According to the international Energy Agency (IEA) roughly 90 million of cars are sold worldwide, up from around 60 million units by 2005. According the IEA, only 2.1 of the vehicles sold in 2019 were electric in some form, which includes hybrid cars.

According to Bloomberg, there are currently 1.2 billion vehicles in the world. According to the IEA, the total electric car flight is just 7 million. Again, this includes hybrid cars.

Exhibit 19: Total electric car fleet

Source: IEA

Arguably the sale of EVs, both hybrid and fully electric cars, has sharply accelerated in recent years. According to the IEA, EV sales increased 30% p.a. from 2016-2018, but then slowed down to 6% in 2019. The slowdown was also driven by lower car sales overall, particularly in China, which until recently accounted for nearly half of all EV sales in the world.

Bloomberg recently published a report in which the company estimates that the share of EVs of total cars sales is expected to grow from 2.7% in 2020 to 10% (8.5mn) by 2025, 28% (26mn) by 2030 and 58% (54mn) by 2040. Accordingly, the global EV fleet is expected to grow to 8.5 million by 2025 and 116 million by 2030. However, Bloomberg estimates that the global vehicle fleet will be around 1.4 billion by 2030. According to the International Organization of Motor Vehicle Manufacturers, around 45 million vehicles have been net added per year in the past 10 years.
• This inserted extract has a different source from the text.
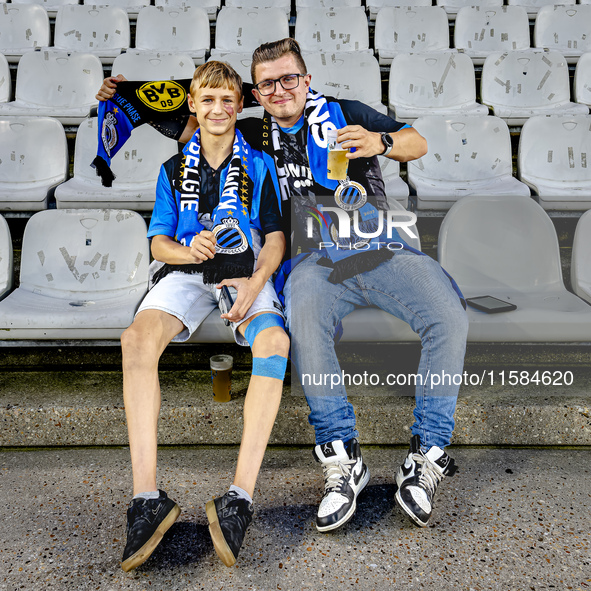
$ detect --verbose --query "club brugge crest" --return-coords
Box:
[101,113,118,156]
[212,218,248,254]
[334,178,367,211]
A continuation of the trend would imply that the global vehicle fleet in 10 years would be closer to 1.6-1.7 billion.

This implies that EVs will still make up just 8% of the global car fleet at best, and that still includes hybrid vehicles, of which some are less fuel efficient than small cars with combustion engines. It also means that the fleet of vehicles with internal combustion engines will still increase by at least 100 million to potentially 400 million units over the next 10 years.

Hence, we believe that the rapid propagation of EVs will have a relatively minor impact on transportation fuel demand over the next ten years. We expect that the average fuel efficiency will continue to increase, but the main driver will continue to be more fuel efficient ICE units rather than electrification. That will start to change after the 2030s if we manage to push EV sales over the 50% mark. This means that the existing car fleet will be gradually replaced by cars that consume little to no transportation fuels. However, for the next 10 years, this means that transportation fuel demand will likely continue to grow, which in turn means, oil demand will likely continue to grow.
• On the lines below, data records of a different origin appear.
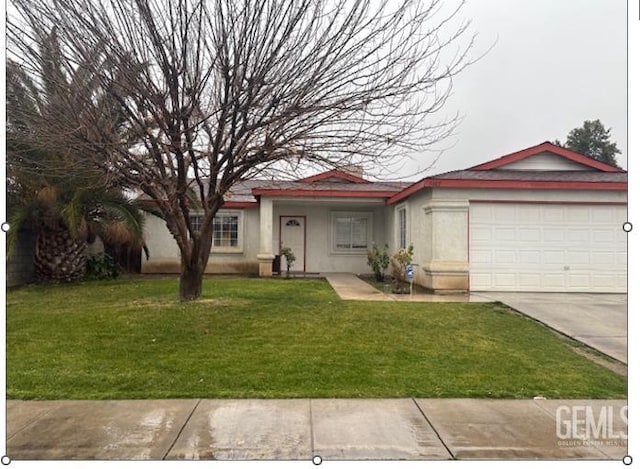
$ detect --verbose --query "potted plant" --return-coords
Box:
[391,244,413,294]
[280,247,296,278]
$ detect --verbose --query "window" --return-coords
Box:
[332,213,372,252]
[189,210,242,253]
[213,215,239,248]
[189,215,202,232]
[398,207,407,249]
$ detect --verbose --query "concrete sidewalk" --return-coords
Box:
[7,399,627,460]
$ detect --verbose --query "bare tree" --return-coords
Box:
[7,0,472,300]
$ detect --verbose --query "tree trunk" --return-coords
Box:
[180,262,204,301]
[34,227,87,283]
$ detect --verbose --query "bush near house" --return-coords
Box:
[367,243,389,282]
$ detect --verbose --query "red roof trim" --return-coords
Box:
[251,189,398,199]
[387,178,627,205]
[469,142,624,173]
[222,200,258,208]
[387,178,429,205]
[300,169,369,184]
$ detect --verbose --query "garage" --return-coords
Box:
[469,201,627,293]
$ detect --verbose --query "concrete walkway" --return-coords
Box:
[7,399,627,460]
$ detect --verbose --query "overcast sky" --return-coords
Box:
[401,0,627,176]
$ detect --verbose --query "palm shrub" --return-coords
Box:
[6,31,143,282]
[367,243,389,282]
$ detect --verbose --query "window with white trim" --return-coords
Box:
[213,214,240,248]
[189,210,243,253]
[398,207,407,249]
[331,212,373,253]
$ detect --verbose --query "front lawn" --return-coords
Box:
[7,278,627,399]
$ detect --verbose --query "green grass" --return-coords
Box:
[7,278,627,399]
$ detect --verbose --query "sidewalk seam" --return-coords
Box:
[162,399,202,461]
[309,399,316,459]
[411,397,456,460]
[5,401,60,443]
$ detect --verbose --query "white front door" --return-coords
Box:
[469,203,627,293]
[280,216,307,272]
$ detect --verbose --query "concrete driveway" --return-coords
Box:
[476,292,627,363]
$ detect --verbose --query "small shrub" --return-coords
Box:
[85,252,120,280]
[391,244,413,293]
[367,243,389,282]
[280,247,296,278]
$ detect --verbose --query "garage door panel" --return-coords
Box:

Herein lies the duration mismatch between peak supply and peak demand. Once OPEC has brought back all its spare capacity, there is no new significant supply to come online other than US shale oil. But US shale cannot grow for 10+ years at the rate required to meet all the new demand AND offset the declining non-OPEC supply. Hence, eventually, global oil majors will have to sanction some of the projects which they have shelved. But we think this will require much higher prices on the back end. If they don’t, then we face significant supply shortfalls in the medium to long term.
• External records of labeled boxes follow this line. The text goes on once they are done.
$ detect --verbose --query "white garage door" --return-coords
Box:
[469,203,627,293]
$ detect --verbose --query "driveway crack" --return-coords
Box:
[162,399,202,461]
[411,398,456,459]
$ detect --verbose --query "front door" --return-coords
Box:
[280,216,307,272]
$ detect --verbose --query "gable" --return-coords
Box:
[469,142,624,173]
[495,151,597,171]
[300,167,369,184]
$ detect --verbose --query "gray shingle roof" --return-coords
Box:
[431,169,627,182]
Hence in our view, either longer dated oil prices soon start to reverse their decade long trend and begin to signal producers that their investment is needed. This would be a very positive driver for gold prices. We think the price incentive will have to be substantial as oil producers know that the lifetime of these projects will exceed peak oil demand. Hence, any of the large project sanctioned now will produce decades into an oil market with declining demand. Alternatively, longer dated oil prices don’t reverse the trend now. In that case, we think a massive supply crunch lies ahead of us. In that case, we can expect an explosion in prompt prices, which likely will push the entire price curve higher. The impact on gold would probably be even higher. Either or, we think the trough in longer-dated energy prices in now finally here, and longer-dated energy prices will be supportive to gold going forward.